Hi all,
I realize that this has nothing to do with open sense, but since there must be knowledgeable network pros here, and I know of no other network-related resource, I hope I may ask.
In my infrastructure, there is a web site on Apache, and it has a contact form with captcha. Some spammers employ human data entry staff, and they get through. Others employ AI bots that also get through. My predecessor set up an .htaccess file with a 'Require not ip' element, to which we keep adding networks owned by the hosting companies from which attacks originate. This helps cut down on spam, but when I started here I began to notice odd behavior:
- if I add my LAN IP to the 'Require not ip' line, then Apache won't let me access the site while I can still access it from other LAN IPs, which is expected and good
but
- every once in a while I resolve the spammer's IP and want to add the subnet that it belongs to, but it is already in the .htaccess file, so it should not have been able to access the contact form
So far, I had 2 such incidents out of a few dozens of added subnets, so the failure rate of this design seems to be quite low but still above zero.
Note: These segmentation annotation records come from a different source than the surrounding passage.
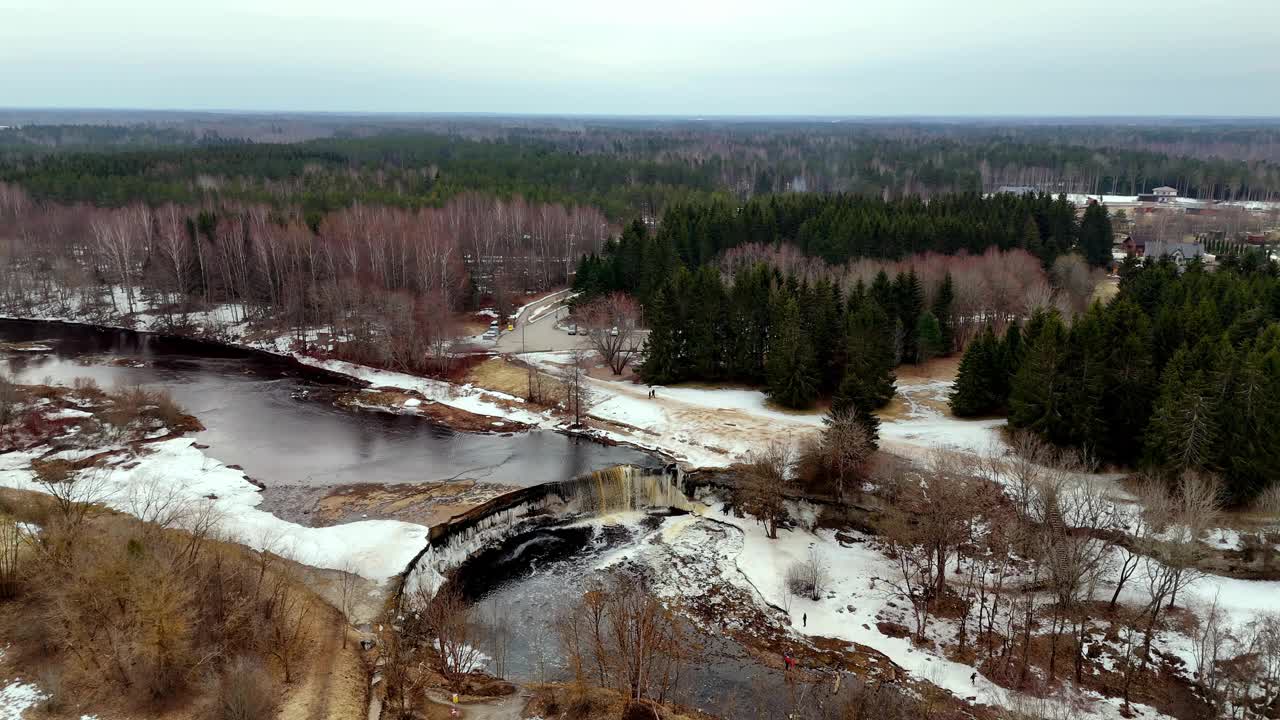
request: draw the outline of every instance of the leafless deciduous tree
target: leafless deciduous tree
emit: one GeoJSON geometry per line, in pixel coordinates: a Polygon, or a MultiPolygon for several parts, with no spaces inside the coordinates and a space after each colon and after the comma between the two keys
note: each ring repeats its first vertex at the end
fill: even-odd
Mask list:
{"type": "Polygon", "coordinates": [[[806,597],[813,601],[822,600],[831,583],[831,570],[827,568],[827,559],[822,556],[817,547],[809,548],[809,555],[787,568],[787,589],[791,594],[806,597]]]}
{"type": "Polygon", "coordinates": [[[764,523],[772,539],[778,537],[778,523],[787,518],[785,491],[795,464],[792,455],[790,445],[773,442],[764,450],[751,452],[748,462],[739,466],[737,502],[744,511],[764,523]]]}
{"type": "Polygon", "coordinates": [[[588,355],[580,348],[573,350],[570,364],[561,373],[564,386],[564,410],[573,418],[573,425],[580,427],[591,407],[591,384],[586,375],[588,355]]]}
{"type": "Polygon", "coordinates": [[[822,434],[804,445],[800,473],[810,486],[819,479],[833,486],[836,497],[844,500],[847,489],[867,477],[874,455],[872,433],[847,410],[827,418],[822,434]]]}
{"type": "Polygon", "coordinates": [[[467,673],[480,667],[481,643],[472,623],[471,606],[452,583],[434,596],[425,588],[417,591],[416,607],[421,621],[440,657],[440,674],[457,689],[467,673]]]}
{"type": "Polygon", "coordinates": [[[18,594],[22,587],[23,530],[13,518],[0,516],[0,600],[18,594]]]}
{"type": "Polygon", "coordinates": [[[591,347],[614,375],[621,375],[640,351],[640,305],[628,295],[613,292],[596,297],[575,314],[586,329],[591,347]]]}
{"type": "Polygon", "coordinates": [[[643,579],[621,571],[589,589],[558,620],[557,634],[580,683],[595,675],[598,684],[631,701],[664,700],[678,684],[689,650],[680,623],[643,579]]]}

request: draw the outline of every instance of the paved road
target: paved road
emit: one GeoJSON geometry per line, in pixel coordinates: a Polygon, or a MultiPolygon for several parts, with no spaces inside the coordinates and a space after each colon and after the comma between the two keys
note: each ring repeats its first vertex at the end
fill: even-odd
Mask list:
{"type": "Polygon", "coordinates": [[[586,347],[586,338],[556,328],[558,319],[568,316],[568,306],[564,305],[568,296],[570,291],[566,290],[525,307],[516,319],[516,328],[503,332],[498,338],[498,352],[547,352],[586,347]]]}

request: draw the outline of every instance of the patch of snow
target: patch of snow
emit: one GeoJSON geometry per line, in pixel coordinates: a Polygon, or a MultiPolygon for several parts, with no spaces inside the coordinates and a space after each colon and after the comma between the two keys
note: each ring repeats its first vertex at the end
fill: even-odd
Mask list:
{"type": "MultiPolygon", "coordinates": [[[[328,528],[282,520],[257,509],[262,496],[244,473],[206,456],[189,438],[151,443],[147,450],[134,457],[131,468],[102,469],[95,478],[102,484],[105,505],[129,512],[140,491],[163,483],[192,505],[211,506],[219,518],[219,532],[228,539],[314,568],[352,569],[376,582],[403,571],[426,543],[426,527],[397,520],[362,520],[328,528]]],[[[31,470],[31,460],[37,456],[35,451],[0,456],[0,486],[42,492],[31,470]]]]}
{"type": "Polygon", "coordinates": [[[0,720],[22,720],[28,707],[46,697],[35,684],[14,680],[0,688],[0,720]]]}
{"type": "Polygon", "coordinates": [[[74,407],[63,407],[61,410],[46,415],[46,418],[49,418],[50,420],[70,420],[70,419],[92,418],[92,416],[93,416],[92,413],[86,413],[83,410],[77,410],[74,407]]]}

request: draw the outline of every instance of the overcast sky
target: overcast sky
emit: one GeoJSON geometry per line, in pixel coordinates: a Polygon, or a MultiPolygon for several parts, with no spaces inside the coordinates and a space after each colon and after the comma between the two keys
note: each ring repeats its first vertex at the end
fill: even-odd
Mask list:
{"type": "Polygon", "coordinates": [[[1280,0],[0,0],[0,106],[1280,115],[1280,0]]]}

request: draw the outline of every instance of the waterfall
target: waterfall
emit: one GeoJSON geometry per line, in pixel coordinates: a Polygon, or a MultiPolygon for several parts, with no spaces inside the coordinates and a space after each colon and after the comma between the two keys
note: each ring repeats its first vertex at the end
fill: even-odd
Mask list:
{"type": "Polygon", "coordinates": [[[684,479],[678,468],[616,465],[509,492],[433,527],[430,543],[404,571],[401,592],[434,593],[449,570],[480,550],[540,524],[643,510],[695,511],[700,503],[685,496],[684,479]]]}

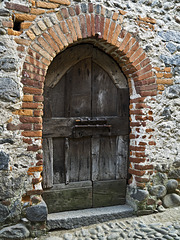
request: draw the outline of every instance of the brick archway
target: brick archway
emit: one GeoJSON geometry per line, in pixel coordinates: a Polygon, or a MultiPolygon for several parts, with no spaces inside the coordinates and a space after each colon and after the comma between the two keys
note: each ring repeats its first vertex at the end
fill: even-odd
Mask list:
{"type": "Polygon", "coordinates": [[[27,150],[37,152],[37,163],[28,170],[33,176],[33,189],[28,195],[41,194],[43,86],[46,71],[53,58],[75,43],[91,42],[112,56],[125,74],[130,89],[130,167],[129,184],[145,187],[153,166],[146,155],[146,145],[155,145],[147,135],[153,131],[146,121],[153,121],[149,101],[157,93],[156,79],[150,60],[132,34],[122,29],[120,15],[91,3],[62,7],[57,19],[40,19],[26,32],[28,40],[17,40],[28,46],[23,65],[23,104],[21,129],[27,150]],[[146,139],[146,140],[144,140],[146,139]],[[36,174],[34,174],[36,173],[36,174]],[[39,175],[38,175],[39,174],[39,175]],[[39,177],[38,177],[39,176],[39,177]]]}

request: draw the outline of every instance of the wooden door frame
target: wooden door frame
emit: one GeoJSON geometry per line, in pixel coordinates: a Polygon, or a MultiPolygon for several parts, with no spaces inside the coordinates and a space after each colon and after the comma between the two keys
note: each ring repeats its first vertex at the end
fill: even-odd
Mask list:
{"type": "MultiPolygon", "coordinates": [[[[151,60],[141,47],[141,40],[122,28],[118,13],[104,11],[104,6],[99,3],[64,6],[59,9],[58,17],[53,21],[51,14],[46,15],[50,23],[48,28],[40,29],[36,19],[23,31],[23,38],[22,34],[15,38],[16,43],[22,46],[21,50],[24,49],[21,52],[25,56],[21,73],[24,98],[22,108],[15,111],[19,115],[20,124],[14,126],[9,123],[8,130],[21,129],[23,144],[27,145],[27,152],[32,155],[27,171],[32,188],[26,195],[30,199],[42,194],[42,178],[37,176],[41,176],[43,169],[42,94],[47,69],[59,52],[82,41],[90,42],[107,52],[118,63],[128,80],[131,99],[129,185],[146,189],[153,173],[153,165],[149,164],[146,149],[149,145],[156,145],[153,129],[148,127],[149,121],[153,121],[153,111],[148,103],[154,101],[154,96],[157,95],[157,84],[151,60]],[[86,11],[83,10],[84,5],[86,11]],[[68,26],[69,30],[66,31],[62,26],[68,26]],[[35,34],[34,29],[37,28],[35,34]]],[[[41,20],[38,22],[39,26],[41,20]]]]}
{"type": "MultiPolygon", "coordinates": [[[[79,62],[81,62],[83,59],[88,59],[88,58],[92,58],[94,63],[96,63],[98,66],[100,66],[100,68],[102,68],[106,73],[108,73],[110,79],[113,81],[114,86],[117,89],[121,89],[122,91],[124,91],[123,89],[125,89],[125,90],[128,89],[127,80],[126,80],[125,76],[123,75],[123,73],[121,72],[120,67],[117,65],[117,63],[110,56],[108,56],[107,54],[105,54],[104,52],[99,50],[97,47],[94,47],[92,44],[80,44],[77,46],[73,46],[71,48],[66,49],[63,53],[57,55],[48,69],[48,73],[47,73],[46,81],[45,81],[45,88],[46,87],[54,88],[56,86],[56,84],[58,84],[60,79],[64,76],[64,74],[67,71],[69,71],[69,69],[72,66],[75,66],[79,62]],[[85,53],[85,54],[83,55],[83,53],[85,53]],[[69,61],[69,56],[71,56],[70,61],[69,61]]],[[[117,93],[119,93],[119,92],[117,91],[117,93]]],[[[128,94],[128,96],[129,96],[129,94],[128,94]]],[[[126,108],[127,108],[127,106],[126,106],[126,108]]],[[[128,122],[129,122],[128,115],[125,117],[125,121],[128,124],[128,122]]],[[[56,119],[54,119],[54,123],[55,122],[56,122],[56,119]]],[[[127,125],[127,124],[125,123],[125,125],[127,125]]],[[[48,125],[49,125],[49,122],[45,119],[44,126],[48,126],[48,125]]],[[[129,126],[129,124],[128,124],[128,126],[129,126]]],[[[56,134],[55,129],[53,130],[54,127],[57,128],[57,124],[55,124],[55,125],[51,124],[50,128],[46,127],[45,129],[48,129],[48,131],[44,131],[45,136],[46,135],[48,136],[50,134],[50,132],[55,132],[55,134],[56,134]]],[[[126,129],[126,127],[124,129],[126,129]]],[[[128,131],[126,132],[126,135],[127,134],[128,134],[128,131]]],[[[53,135],[53,136],[56,136],[56,135],[53,135]]],[[[47,140],[45,140],[45,144],[46,144],[46,141],[47,140]]],[[[128,144],[129,144],[129,142],[128,142],[128,144]]],[[[51,152],[52,151],[50,151],[48,154],[48,155],[50,155],[50,158],[48,160],[50,165],[52,165],[52,159],[53,159],[51,152]]],[[[127,160],[128,160],[128,158],[126,158],[126,161],[127,160]]],[[[127,164],[126,169],[128,169],[128,161],[126,162],[126,164],[127,164]]],[[[46,187],[51,188],[52,190],[55,190],[57,188],[57,186],[53,185],[53,172],[49,171],[48,170],[49,167],[46,167],[46,166],[47,165],[44,165],[44,173],[45,173],[44,180],[50,179],[52,181],[52,184],[46,184],[46,187]],[[48,175],[49,178],[46,175],[48,175]]],[[[123,176],[125,176],[125,175],[123,175],[123,176]]],[[[114,182],[115,185],[120,184],[121,187],[123,186],[122,193],[125,191],[124,184],[125,184],[125,182],[127,182],[127,178],[121,179],[121,183],[120,182],[116,183],[115,180],[111,181],[111,182],[112,183],[110,183],[110,184],[113,184],[113,182],[114,182]]],[[[99,182],[99,184],[100,184],[100,182],[99,182]]],[[[63,184],[59,184],[59,186],[60,185],[62,188],[64,188],[63,184]]],[[[71,188],[72,187],[71,185],[73,185],[73,184],[70,184],[68,186],[68,188],[71,188]]],[[[120,185],[118,185],[118,186],[120,186],[120,185]]],[[[97,189],[99,189],[99,187],[100,187],[100,185],[97,185],[97,189]]],[[[48,192],[49,192],[48,190],[45,192],[45,196],[47,196],[48,192]]],[[[118,194],[118,192],[117,192],[117,194],[118,194]]],[[[96,193],[96,195],[97,195],[97,193],[96,193]]],[[[123,199],[121,199],[121,203],[124,203],[123,199]]],[[[97,204],[98,204],[98,202],[97,202],[97,204]]]]}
I am so confused because Apache documentation plainly states that 'Require not ip' blocks access, period.
Do I misunderstand anything about it? Maybe it is the format that I use, for example 192.168.0.0/24, but it seems to work for real LAN subnets, so it should work for public addresses as well.
J.
Also, inexplicably, line continuation described at https://httpd.apache.org/docs/2.4/configuring.html#page-header does not seem to work for 'Require not ip' element that keeps growing. It only seems to work when all of the subnets are on one line, but when I terminate it at let's say 256th column with a backslash, the site does not load due to internal server error. Revert to the single line, and all is nice and dandy again.
So, either I misunderstand everything that I read in Apache dox, or Apache does not work the documented way. This really feels so weird.